Ferrari Keys Through the Years
Feature
June 12, 2025

Keyvolution — How the Humble Car Key Has Evolved Over the Years

From a key like you use for your house to a fancy paperweight that can park your car remotely, Paul delves into the evolution of the car key.

There was a time — and I promise I’m not making this up — when a car key was… a key. A small, cold, slightly oily bit of metal that you inserted into a hole and turned. It made a satisfying click, the dashboard lit up like Blackpool on payday, and off you went.

Simple. Elegant. Effective.

And then, quite suddenly, the car industry lost its mind.

It started innocently enough. Someone, somewhere — probably German — decided the key should also have buttons. You know, so you could lock the car from five feet away instead of using your actual hand like some kind of barbarian. And fair enough. It made a pleasant beep, the mirrors folded in like origami, and you felt a bit like James Bond.

Then Ferrari got involved.

Now, I adore Ferraris. I do. But in 2010, they gave us the key for the 458 Italia — a small red object that looked like it had been designed by someone who usually makes USB sticks for teenage girls. It was shiny. It had a prancing horse. But crucially, it didn’t fit anywhere. The ignition slot was now a button, and the key was just there… floating. Existing. Taking up space.

McLaren, not wanting to be out-weirded, produced keys that look like they operate a lift in Dubai. You press one button and nothing happens. You press two buttons and still nothing happens. Then you accidentally hold the unlock button for three seconds and the doors fly open like a scene from Star Wars and a pigeon dies of shock.

Porsche, bless them, made their key look like the car. Genuinely. The shape of a 911. Which is adorable until you realise your £300,000 GT3 RS now comes with something that resembles a Happy Meal toy.

And then… Koenigsegg.

The Swedish lunatics decided that a car key should no longer be a key at all, but a sort of chromed pebble designed to impress billionaires and confuse airport security. It’s the size of a roast potato and it’s completely useless. You can’t start the car with it. You just have to have it — like a fancy trinket you keep in your trousers, if your trousers were designed by IKEA and came with a meatball compartment.

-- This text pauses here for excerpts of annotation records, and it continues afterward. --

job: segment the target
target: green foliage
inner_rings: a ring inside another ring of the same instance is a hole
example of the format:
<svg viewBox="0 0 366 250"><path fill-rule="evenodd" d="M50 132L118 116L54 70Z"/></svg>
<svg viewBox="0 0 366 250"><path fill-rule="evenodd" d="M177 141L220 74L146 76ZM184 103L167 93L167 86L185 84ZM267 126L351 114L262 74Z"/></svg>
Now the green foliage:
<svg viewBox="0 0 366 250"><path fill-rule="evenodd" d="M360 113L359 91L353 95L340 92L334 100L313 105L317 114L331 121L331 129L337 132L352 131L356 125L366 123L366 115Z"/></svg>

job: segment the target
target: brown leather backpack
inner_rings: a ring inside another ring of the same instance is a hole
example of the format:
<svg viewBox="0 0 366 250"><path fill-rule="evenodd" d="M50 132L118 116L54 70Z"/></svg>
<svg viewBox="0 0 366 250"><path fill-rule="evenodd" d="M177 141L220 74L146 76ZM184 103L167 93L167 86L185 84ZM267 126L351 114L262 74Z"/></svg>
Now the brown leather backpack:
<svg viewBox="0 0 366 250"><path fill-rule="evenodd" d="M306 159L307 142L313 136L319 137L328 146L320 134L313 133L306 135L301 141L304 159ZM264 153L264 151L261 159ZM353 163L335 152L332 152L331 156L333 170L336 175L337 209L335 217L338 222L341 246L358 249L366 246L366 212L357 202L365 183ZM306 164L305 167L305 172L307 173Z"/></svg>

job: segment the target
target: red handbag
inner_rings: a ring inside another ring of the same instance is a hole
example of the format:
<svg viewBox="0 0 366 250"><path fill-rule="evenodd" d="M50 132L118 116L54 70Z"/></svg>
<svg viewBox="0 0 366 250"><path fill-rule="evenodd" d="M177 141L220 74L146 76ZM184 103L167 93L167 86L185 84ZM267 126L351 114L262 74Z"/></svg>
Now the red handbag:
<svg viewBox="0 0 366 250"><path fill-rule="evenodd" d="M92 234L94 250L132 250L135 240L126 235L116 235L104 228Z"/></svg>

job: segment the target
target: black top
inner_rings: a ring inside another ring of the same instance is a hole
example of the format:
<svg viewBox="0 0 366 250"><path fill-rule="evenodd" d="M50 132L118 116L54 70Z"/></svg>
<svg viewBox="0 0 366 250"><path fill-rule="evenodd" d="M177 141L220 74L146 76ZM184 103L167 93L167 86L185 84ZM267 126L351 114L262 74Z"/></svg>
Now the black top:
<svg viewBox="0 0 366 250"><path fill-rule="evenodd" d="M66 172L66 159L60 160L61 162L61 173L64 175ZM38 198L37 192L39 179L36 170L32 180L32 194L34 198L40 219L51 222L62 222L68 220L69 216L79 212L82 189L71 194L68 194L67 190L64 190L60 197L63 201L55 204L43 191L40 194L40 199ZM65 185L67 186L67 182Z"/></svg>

The Koenigsegg Regera key — and I’m not joking — looks like something you’d find in the back of Thanos’ glove. It opens the doors, sure, and can maybe heat your house and make coffee, but you’ll never, ever put it in your jeans without looking like you’ve smuggled a Fabergé egg through customs.

Aston Martin once made a key out of sapphire crystal. Because obviously nothing says practical and robust like something you could scratch with a sugar cube. Lamborghini gave up entirely and now just borrow keys from Audi — which is fine, until you realise you’ve locked yourself out of your Huracán with the same key that opens your uncle’s diesel A6.

And the worst part? You don’t use these keys. You carry them around, wave them in the general direction of the car, and hope the electronics don’t have a migraine. You don’t start a supercar anymore — you negotiate with it.

Frankly, I miss the old days. When you put the key in, turned it, and the car roared into life like an angry bear. When losing your key meant fishing it out of the sofa, not taking out a second mortgage to replace a titanium origami beetle.

Because somewhere along the line, the key stopped being a tool — and became a statement. A jewellery item. A paperweight. A conversation starter at a party you don’t want to be at.

I just want to drive the car. Not summon it like a Harry Potter spell.

Dear car manufacturers of the world — and I say this with love — give us back the key. A proper key. One that fits in your pocket, turns in a slot, and doesn’t look like it belongs on Elon Musk’s bedside table.

Until then, I’ll be the one stood in the car park, holding a miniature sculpture, wondering if I’ve accidentally bought the world’s most expensive paperweight.